Ecuadorian officials said the government is deploying 75,000 soldiers and police officers to four crime-ridden provinces and imposing a nightly curfew aimed at tightening control as drug violence persists.

The curfew bans people from leaving their homes from 11 p.m. to 5 a.m., officials said. It began Sunday night in Guayas, El Oro, Los Rios and Santo Domingo de los Tsachilas, and authorities said 253 people were arrested for breaking the curfew.

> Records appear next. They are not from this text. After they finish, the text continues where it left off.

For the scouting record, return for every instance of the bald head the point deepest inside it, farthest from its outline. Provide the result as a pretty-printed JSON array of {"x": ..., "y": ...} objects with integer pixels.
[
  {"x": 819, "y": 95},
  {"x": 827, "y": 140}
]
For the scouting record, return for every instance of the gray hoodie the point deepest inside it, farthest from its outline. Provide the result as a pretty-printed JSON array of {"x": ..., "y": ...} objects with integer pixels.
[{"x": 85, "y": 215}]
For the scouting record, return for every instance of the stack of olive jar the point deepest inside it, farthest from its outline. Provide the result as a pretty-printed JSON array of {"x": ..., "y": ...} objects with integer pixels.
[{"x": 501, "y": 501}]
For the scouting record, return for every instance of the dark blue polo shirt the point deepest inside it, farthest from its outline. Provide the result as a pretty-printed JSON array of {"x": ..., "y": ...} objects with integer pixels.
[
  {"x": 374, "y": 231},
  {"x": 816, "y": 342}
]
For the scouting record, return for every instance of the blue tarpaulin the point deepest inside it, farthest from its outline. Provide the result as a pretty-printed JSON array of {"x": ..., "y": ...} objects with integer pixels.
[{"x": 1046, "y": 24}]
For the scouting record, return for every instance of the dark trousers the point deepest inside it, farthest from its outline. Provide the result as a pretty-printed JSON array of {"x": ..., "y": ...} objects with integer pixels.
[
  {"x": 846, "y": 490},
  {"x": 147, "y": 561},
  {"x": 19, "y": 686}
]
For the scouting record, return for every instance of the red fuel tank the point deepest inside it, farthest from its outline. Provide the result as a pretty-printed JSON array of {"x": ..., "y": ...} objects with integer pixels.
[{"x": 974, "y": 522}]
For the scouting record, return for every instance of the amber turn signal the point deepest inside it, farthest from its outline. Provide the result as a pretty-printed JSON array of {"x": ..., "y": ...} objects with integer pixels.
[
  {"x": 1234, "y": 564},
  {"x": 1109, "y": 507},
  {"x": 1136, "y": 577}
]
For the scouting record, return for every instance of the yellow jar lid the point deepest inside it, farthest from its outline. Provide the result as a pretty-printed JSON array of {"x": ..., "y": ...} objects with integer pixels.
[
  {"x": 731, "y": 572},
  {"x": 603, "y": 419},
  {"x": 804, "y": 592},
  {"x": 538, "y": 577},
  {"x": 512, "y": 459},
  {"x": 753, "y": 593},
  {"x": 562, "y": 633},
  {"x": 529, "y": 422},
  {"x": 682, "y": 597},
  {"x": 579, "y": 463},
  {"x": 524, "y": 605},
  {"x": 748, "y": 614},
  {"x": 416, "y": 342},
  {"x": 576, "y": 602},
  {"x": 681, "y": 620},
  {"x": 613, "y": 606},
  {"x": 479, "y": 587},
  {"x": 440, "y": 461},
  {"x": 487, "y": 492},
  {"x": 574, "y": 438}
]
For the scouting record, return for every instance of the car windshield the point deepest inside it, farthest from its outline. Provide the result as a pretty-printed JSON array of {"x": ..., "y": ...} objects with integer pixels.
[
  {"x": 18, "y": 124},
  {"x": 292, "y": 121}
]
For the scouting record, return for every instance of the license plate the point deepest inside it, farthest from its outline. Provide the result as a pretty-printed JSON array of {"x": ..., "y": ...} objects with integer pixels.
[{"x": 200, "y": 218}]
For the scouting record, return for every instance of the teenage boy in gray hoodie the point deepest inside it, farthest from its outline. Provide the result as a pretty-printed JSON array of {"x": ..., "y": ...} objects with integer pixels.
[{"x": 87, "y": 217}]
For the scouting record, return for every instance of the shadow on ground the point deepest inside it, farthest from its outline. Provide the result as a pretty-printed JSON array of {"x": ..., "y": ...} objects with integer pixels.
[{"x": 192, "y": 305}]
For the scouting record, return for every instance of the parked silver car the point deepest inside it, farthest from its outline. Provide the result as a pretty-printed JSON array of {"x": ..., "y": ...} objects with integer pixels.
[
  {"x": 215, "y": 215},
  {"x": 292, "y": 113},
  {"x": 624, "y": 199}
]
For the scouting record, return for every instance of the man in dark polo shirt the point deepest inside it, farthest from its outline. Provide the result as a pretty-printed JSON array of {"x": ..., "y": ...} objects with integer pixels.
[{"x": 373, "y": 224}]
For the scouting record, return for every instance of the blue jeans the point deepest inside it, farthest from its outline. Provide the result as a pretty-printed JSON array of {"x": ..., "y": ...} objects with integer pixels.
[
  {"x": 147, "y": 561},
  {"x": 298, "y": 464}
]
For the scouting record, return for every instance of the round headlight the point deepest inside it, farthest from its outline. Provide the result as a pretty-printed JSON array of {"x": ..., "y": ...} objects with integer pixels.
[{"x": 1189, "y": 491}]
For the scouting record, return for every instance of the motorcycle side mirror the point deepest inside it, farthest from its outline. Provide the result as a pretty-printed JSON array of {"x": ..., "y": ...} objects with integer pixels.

Officials said the curfew is expected to last two weeks. The orders cover Guayaquil, Ecuador’s most populous city, but do not extend to Quito or the touristic Galápagos Islands.

Interior Minister John Reimberg said Monday that Ecuadorian troops used authorized artillery to destroy three identified targets, though he provided no specific details about the nature of the strikes. Reimberg told journalists: “Let whatever must fall, fall — and whoever must fall, fall,” and said the operations resulted in no recorded casualties.

The measures come as Ecuador struggles to contain drug violence involving rival cartels competing for control of coastal ports used to smuggle cocaine to the United States. The government has linked the violence to competition over trafficking routes and partnerships between cartels and local gangs.

The Ministry of the Interior said last year Ecuador recorded its highest homicide rate in decades, at 50 murders per every 100,000 residents. The AP report also said the homicide rate has quintupled since the COVID-19 pandemic.

President Daniel Noboa has taken additional steps that expand the military’s role, including extending a state of exception that allows troops to conduct joint patrols with police and enter homes without a search warrant. The conservative leader has blamed some of the violence on neighboring Colombia, accusing its government of not doing enough to stop cartels operating along their shared border.

In January, Noboa imposed tariffs on Colombian imports and said they would not be lifted until the security situation along the border improves. Earlier this month, Ecuador’s military said it carried out a joint operation with the United States against a training camp used by Colombian drug traffickers, including attacking the site with drones, helicopters and boats.

Officials said the camp was located on Ecuador’s side of the border and belonged to Comandos de la Frontera, a group that split off from the FARC, the guerrilla organization that signed a peace deal with Colombia’s government in 2016.

Civil society groups have criticized Noboa’s approach, saying his methods have failed to reduce crime and have put civilians in danger. The AP report cited a case last year in which eleven soldiers were sentenced to more than 30 years in prison over the abduction of four children, whose bodies were found outside a military base near Guayaquil.